Le mariage de mon père
India Desjardins, Québec Amérique, 32 p., 4,95$
« Demain, mon père se marie avec la femme pour qui il a laissé ma mère. Et je n’y peux rien. » Dans cette courte nouvelle (au prix proportionnel), India Desjardins nous invite à suivre Zoé, le jour du mariage de son père. La tempête d’émotions qui sévit en elle est grande, et les mots sont difficiles à trouver pour celle qui est déchirée entre son incompréhension, sa tristesse, son ennui, son désir d’une famille unie. C’est une histoire touchante qui ne fait pas la morale ; l’histoire d’une ado qui aurait préféré être à un party avec ses amis plutôt qu’assister à une telle cérémonie, l’histoire d’une fille qui, malgré tout, aime profondément son père.

 

Stöld
Ann-Helén Laestadius (trad. Anna Postel), 10/18, 528 p., 18,95$
Ce premier roman, couronné du prix du livre de l’année en Suède, en est un noir, puissant, qui nous plonge en Suède, au cœur du froid et de la xénophobie. L’autrice le fait brillamment en nous immergeant dans un monde glacé et de grands espaces, en plein cœur du peuple sami, essentiellement des éleveurs de rennes, qui subissent de la discrimination sous forme de violences verbales, mais aussi physiques envers les animaux, perpétuées par le peuple « blanc ». L’histoire commence alors que la narratrice, jeune Sami de 9 ans, assiste à des atrocités sur lesquelles on la somme de fermer les yeux et de ne jamais rien dire au risque de sa vie. Dix ans plus tard, on la retrouve, toujours dévastée de voir que les autorités ne font rien contre les barbaries qui ont cours, mais prête à mener son combat pour que justice soit rendue. On plonge également au cœur du mode de vie des Samis, rythmé par les saisons ; un quotidien où la place des femmes est encore à faire cependant.

Où es-tu, monde admirable
Sally Rooney (trad. Laetitia Devaux), Points, 370 p., 17,95$
Après Normal People et Conversations entre amis — deux œuvres à succès adaptées en série télévisée —, Sally Rooney revient avec un roman dans l’air du temps sur les préoccupations et les désillusions contemporaines. Cette histoire met en lumière les relations amoureuses et amicales de quatre trentenaires qui cherchent leur place dans cette époque désenchantée. Il y a Alice, une romancière nouvellement installée dans un village isolé d’Irlande, qui se remet d’une dépression et qui rencontre Félix, sur un site de rencontre. Eileen, sa meilleure amie, travaille quant à elle pour un magazine littéraire à Dublin. Cette dernière renoue avec Simon, un ami d’enfance. Alice et Eileen, loin l’une de l’autre, s’écrivent des courriels pour se raconter leur vie, se confier et échanger sur divers sujets comme la politique, l’amour, l’amitié, le sexe ou l’argent.

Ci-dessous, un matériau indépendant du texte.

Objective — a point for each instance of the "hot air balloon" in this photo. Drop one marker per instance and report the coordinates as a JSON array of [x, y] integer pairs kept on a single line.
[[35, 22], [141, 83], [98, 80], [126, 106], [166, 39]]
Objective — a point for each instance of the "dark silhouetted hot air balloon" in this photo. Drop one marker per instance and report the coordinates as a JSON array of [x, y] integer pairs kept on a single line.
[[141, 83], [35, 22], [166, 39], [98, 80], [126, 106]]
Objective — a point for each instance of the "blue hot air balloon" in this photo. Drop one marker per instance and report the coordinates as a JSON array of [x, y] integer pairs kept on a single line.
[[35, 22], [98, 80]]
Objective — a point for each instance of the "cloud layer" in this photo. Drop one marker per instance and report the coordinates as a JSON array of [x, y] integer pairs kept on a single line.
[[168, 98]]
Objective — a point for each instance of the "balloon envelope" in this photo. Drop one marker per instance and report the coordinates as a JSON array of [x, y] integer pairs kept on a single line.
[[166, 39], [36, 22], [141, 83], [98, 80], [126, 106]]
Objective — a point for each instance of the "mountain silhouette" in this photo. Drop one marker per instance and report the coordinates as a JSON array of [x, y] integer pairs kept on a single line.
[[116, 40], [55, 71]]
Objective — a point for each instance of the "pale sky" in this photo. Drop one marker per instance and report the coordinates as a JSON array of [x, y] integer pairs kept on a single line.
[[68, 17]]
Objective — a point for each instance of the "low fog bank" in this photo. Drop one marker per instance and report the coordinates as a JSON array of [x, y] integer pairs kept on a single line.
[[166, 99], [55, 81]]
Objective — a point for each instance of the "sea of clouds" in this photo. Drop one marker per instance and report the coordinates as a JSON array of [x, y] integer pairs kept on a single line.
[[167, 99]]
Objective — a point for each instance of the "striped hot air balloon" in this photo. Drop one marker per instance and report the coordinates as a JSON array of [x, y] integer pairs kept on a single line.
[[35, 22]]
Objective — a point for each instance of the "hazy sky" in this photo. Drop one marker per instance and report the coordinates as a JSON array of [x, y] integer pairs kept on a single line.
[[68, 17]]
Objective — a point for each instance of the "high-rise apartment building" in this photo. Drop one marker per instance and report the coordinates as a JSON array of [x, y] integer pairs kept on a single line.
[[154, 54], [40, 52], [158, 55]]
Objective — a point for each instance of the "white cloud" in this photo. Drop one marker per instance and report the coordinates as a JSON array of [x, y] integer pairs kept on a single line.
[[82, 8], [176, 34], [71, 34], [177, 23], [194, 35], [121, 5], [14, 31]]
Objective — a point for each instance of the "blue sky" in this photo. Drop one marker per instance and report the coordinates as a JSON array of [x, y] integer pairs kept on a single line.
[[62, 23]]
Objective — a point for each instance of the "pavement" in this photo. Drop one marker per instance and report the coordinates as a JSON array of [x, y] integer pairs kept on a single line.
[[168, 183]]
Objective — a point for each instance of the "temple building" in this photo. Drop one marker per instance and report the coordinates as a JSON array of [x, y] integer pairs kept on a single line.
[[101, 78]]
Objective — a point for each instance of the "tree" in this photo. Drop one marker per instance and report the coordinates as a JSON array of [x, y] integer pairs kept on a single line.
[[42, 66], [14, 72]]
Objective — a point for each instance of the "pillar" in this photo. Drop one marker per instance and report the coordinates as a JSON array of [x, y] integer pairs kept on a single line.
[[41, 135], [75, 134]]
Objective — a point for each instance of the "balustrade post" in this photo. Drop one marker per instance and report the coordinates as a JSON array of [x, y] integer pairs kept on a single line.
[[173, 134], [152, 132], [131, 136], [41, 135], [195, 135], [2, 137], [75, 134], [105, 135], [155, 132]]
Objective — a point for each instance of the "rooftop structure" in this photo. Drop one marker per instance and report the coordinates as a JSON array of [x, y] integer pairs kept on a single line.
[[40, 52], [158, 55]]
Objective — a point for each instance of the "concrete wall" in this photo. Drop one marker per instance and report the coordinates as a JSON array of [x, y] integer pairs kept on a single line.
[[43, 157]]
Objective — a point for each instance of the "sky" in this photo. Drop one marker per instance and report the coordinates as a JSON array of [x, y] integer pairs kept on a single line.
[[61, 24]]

Anne Hébert, vivre pour écrire
Marie-Andrée Lamontagne, Boréal, 560 p., 27,95$
Appuyée par une riche recherche (correspondances, notes, textes divers) et sur plus de soixante entrevues menées auprès de gens qui ont côtoyé l’autrice, la journaliste de renom Marie-Andrée Lamontagne nous entraîne notamment à la maison d’été d’Hébert, près de Québec — et près de son cousin Saint-Denys Garneau —, ainsi que dans différents lieux qu’elle a habités, jusqu’au bouillonnement culturel, l’éveil artistique, qu’elle vivra en France dès les années 1950. La biographe revient notamment sur la place de la mort et de la maladie : celle du père de l’autrice, mais aussi la tuberculose qu’on lui diagnostique faussement et qui la confinera des années durant dans sa chambre, et qui, selon Lamontagne, explique que la thématique de la mort se profile ici et là dans son œuvre. Fallait-il qu’Anne Hébert s’efface pour laisser toute place à son œuvre? Lamontagne illumine néanmoins ici des pans de sa vie demeurés longtemps mystérieux, dans une biographie d’envergure.